TORONTO -- Julian Cox has been appointed chief curator of the Art Gallery of Ontario, the organization announced Thursday.

The British art veteran will also become the gallery's second deputy director, joining Alicia Vandermeer, deputy director and chief advancement officer.

Cox replaces former chief curator Stephanie Smith, who left the gallery in October 2016.

He has 25 years of museum experience and is currently the chief curator and founding curator of photography for the Fine Arts Museums of San Francisco.

He'll start his tenure at the AGO in January 2018.

Cox's appointment comes after last month's departure of Andrew Hunter, who had served as the AGO's Canadian art curator since May 2013.

In a Toronto Star column last week, Hunter said he left his job because he was worried "about an institution wavering in its commitment to make space for new voices."

Hunter expressed disappointment that art institutions aren't progressing quickly enough in their attempts to be more inclusive, especially when it comes to Canada's Indigenous community.

In the piece, he said the AGO is "an institution that remains (like so many others in this country) burdened by, and seemingly committed to, a deeply problematic and divisive history defined by exclusion and erasure."

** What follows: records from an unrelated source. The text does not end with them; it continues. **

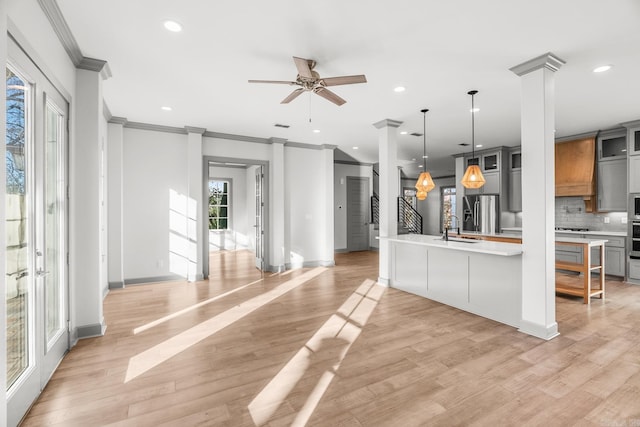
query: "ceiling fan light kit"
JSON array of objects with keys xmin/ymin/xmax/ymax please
[
  {"xmin": 461, "ymin": 90, "xmax": 486, "ymax": 188},
  {"xmin": 249, "ymin": 56, "xmax": 367, "ymax": 106},
  {"xmin": 416, "ymin": 108, "xmax": 436, "ymax": 200}
]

In an interview with The Canadian Press last week, AGO director Stephan Jost said he agreed with Hunter that the art world needs to try harder to be accessible to people of colour, who have historically been left out of many of these kinds of institutions.

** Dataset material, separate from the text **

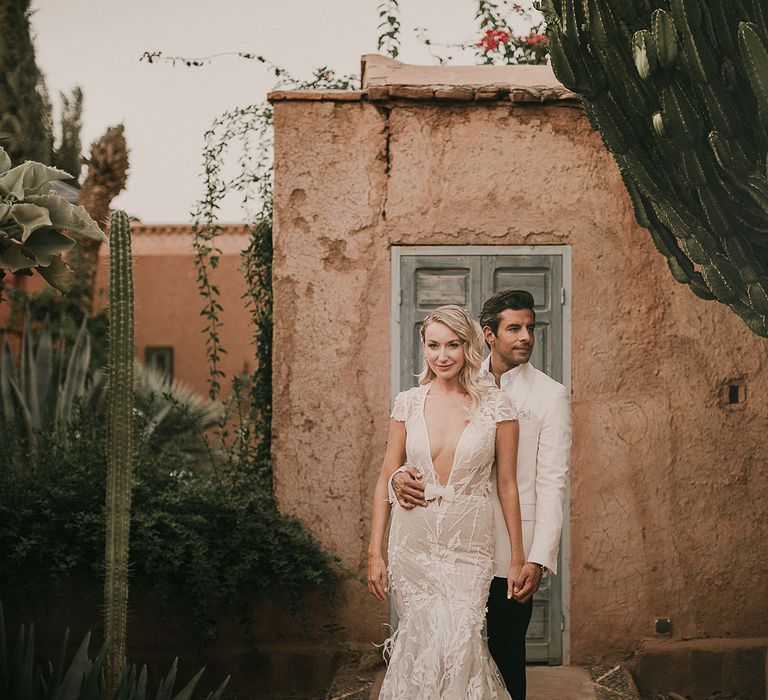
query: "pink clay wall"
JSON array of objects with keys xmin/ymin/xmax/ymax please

In announcing Cox's appointment on Thursday, Jost called it "a pivotal moment in the AGO's history."

"We face exciting opportunities as our audiences expand and we continue our evolution into a 21st-century museum," Jost said in a statement.

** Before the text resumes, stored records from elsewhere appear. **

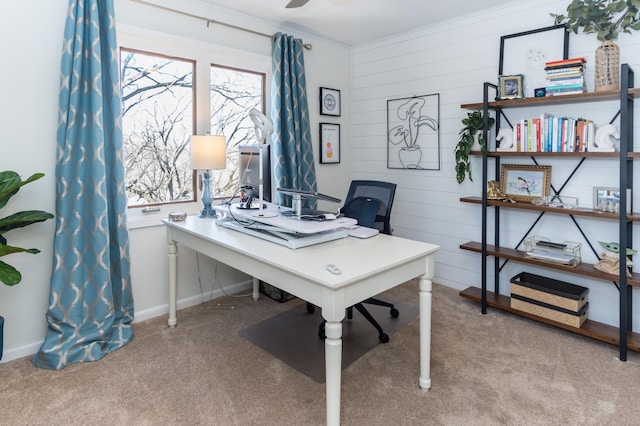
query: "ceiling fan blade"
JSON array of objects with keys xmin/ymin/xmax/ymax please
[{"xmin": 286, "ymin": 0, "xmax": 309, "ymax": 9}]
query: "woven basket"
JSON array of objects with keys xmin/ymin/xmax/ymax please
[{"xmin": 595, "ymin": 40, "xmax": 620, "ymax": 92}]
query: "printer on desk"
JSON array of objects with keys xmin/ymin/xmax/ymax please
[{"xmin": 216, "ymin": 189, "xmax": 358, "ymax": 249}]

"(Cox's) strong leadership and curatorial sensibilities will help us ignite and sustain passionate and timely conversations through art, both locally and globally."

The AGO said part of Cox's goal will be to position "Toronto and Ontario's rich artistic landscape in the widest context possible to ensure the gallery is inclusive and welcoming, and better reflects the diversity of the communities it serves."